How can the apparent contradiction between these two letters be reconciled? Well, there are perhaps several ways, but I only have time for two. The first is simply acknowledging that Toer is writing illegal letters to his kids from prison, and not intending to have them anthologized together (as he clarifies in his foreword), much less writing a dissertation on evidence-based medicine. But more to the point: while the two letters espouse different attitudes towards science and medicine, they hold the same attitude towards critical thinking and individuality.

In the introduction to this section, Toer says that he wrote these letters—addressed, but unsent, to his children—because he felt powerless to protect his kids from the propagandistic education of the Suharto government (238). He earnestly wanted to protect them from having their minds warped by outside, perhaps pernicious, influences. This comes through in both letters. In the first, he tells Yudhistira that “Only a person with a free soul, a person who has no use for fear, can contribute to this world’s betterment.” The second letter also firmly expresses the hope that the minds of the next generation be free. But this time, it also says what they should be free from: an overreliance on the ideas of their parents: “You must build your own life for yourself and your future children,” Toer tells Tieknong. “Don’t permit your journey forward to be hindered by your parent’s past” (302). In fact, as much as Toer believes that society has progressed since he was young, he writes that

[B]ecause your future children’s generation will have to face challenges more serious than my generation or your generation ever had to face, the issue of “heritage” must forever be one of preeminent consideration; you must prepare yourself to give your children the kind of education they will need to find solutions to those challenges. A mother must be understanding, dynamic, and flexible. (304)

Toer does not explain what he means by “the issue of ‘heritage.’” It could mean that he believes that children should follow what their elders and traditions say. I’m sure that he believed this to a certain degree. But then, how can the next generation face the new challenges, and why should they be “flexible?” What I think Toer actually means is that the next generation should use the teachings of their ancestors as a tool to build a different, better society, rather than try to replicate the previous. Critical thinking makes for a good tool in this regard.

If we put the two letters together, Toer could be expressing a hope that his kids will be more science-minded than he ever was. Superstitions and faith in traditional medicines are hard things to shake—especially when you’re on a prison island with not much else. But maybe he is still able to recognize the shortcomings of those traditions. He was talking about more than stomach pain when he said “that one must fight to overcome one’s own weaknesses. And that is what you too, must do—whatever weakness in whatever field.” When Toer tells Yudhistira (in the first letter) that his generation will be more enlightened with regards to science and medicine, it could be a plea as much as a statement of fact. Science cannot exist without people to practice it and, well, believe it. Toer, if I’m reading him right, aspires for a future for his children where they are free to come to believe in science and critical thinking, even if it is too late for himself.

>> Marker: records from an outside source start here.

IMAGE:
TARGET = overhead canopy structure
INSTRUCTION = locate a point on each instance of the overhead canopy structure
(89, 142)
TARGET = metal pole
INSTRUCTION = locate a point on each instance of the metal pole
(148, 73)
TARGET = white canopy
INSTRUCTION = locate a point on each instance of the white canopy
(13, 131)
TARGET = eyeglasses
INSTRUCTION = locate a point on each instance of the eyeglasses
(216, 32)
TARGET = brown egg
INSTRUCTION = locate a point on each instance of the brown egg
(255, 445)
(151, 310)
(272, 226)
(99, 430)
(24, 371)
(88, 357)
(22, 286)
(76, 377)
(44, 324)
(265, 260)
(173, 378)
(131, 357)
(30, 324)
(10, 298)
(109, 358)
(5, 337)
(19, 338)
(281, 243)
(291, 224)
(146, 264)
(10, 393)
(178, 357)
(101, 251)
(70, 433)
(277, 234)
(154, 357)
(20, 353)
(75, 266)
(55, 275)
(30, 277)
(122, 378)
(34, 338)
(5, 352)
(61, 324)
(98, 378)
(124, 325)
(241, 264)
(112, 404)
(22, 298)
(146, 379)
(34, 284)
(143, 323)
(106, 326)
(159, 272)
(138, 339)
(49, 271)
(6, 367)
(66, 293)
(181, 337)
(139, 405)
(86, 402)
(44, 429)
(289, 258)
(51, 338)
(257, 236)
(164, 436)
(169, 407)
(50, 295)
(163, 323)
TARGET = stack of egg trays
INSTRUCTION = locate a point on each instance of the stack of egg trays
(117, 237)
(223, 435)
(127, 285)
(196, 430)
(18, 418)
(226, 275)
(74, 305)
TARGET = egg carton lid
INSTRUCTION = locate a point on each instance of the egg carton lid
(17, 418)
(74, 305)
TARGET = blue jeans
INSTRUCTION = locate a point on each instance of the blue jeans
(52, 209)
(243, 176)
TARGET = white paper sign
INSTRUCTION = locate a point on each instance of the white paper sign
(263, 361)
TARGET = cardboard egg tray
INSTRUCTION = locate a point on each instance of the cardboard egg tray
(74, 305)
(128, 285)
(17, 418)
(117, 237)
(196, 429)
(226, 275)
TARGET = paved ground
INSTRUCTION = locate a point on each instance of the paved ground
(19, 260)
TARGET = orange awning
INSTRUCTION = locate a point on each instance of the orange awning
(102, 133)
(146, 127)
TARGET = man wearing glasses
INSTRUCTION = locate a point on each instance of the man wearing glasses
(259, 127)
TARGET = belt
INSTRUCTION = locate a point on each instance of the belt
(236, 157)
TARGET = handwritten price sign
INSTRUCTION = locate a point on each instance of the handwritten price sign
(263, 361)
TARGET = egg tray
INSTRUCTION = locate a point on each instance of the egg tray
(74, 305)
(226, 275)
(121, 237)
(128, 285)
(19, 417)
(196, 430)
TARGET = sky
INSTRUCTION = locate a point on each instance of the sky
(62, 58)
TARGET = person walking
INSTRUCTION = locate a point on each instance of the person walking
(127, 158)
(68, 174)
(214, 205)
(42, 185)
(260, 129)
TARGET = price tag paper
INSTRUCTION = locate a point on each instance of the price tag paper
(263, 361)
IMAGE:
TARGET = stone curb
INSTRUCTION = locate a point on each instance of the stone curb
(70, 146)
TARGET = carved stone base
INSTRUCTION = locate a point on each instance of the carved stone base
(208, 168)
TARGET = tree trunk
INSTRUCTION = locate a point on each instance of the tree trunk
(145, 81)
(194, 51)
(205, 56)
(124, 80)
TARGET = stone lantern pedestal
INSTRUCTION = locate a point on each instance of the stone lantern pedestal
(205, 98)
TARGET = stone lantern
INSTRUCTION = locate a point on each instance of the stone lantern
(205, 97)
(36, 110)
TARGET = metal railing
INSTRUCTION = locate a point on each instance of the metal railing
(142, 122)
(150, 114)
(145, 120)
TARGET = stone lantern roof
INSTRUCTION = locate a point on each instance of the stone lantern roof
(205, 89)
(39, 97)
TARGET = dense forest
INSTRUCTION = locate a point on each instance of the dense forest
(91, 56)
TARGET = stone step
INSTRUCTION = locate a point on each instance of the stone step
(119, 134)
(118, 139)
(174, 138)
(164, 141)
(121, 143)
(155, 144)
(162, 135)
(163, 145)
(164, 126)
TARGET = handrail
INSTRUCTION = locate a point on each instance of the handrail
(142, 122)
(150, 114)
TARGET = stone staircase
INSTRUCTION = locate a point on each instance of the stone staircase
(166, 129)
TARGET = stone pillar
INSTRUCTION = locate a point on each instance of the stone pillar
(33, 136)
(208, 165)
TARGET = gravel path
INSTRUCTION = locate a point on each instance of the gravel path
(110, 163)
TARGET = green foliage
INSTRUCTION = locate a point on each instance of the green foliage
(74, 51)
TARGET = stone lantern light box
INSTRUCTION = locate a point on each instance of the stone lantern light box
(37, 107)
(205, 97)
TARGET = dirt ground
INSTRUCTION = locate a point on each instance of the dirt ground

I’m not saying that Toer was secretly deep down A Real Pure Western Skeptic Free Thinker As Approved By Big Skepticism In Every Regardtm. That would do injustice to the personality and nuance of his letters. And like I say, there are almost certainly other answers for the apparent discontinuity between the two letters. Toer wrote many books and delivered many lectures, and maybe the answers can be found in those other sources. Regardless, whether or not his kids received the letters in time in order to be formed by them, I at least took a lesson or two away from reading them.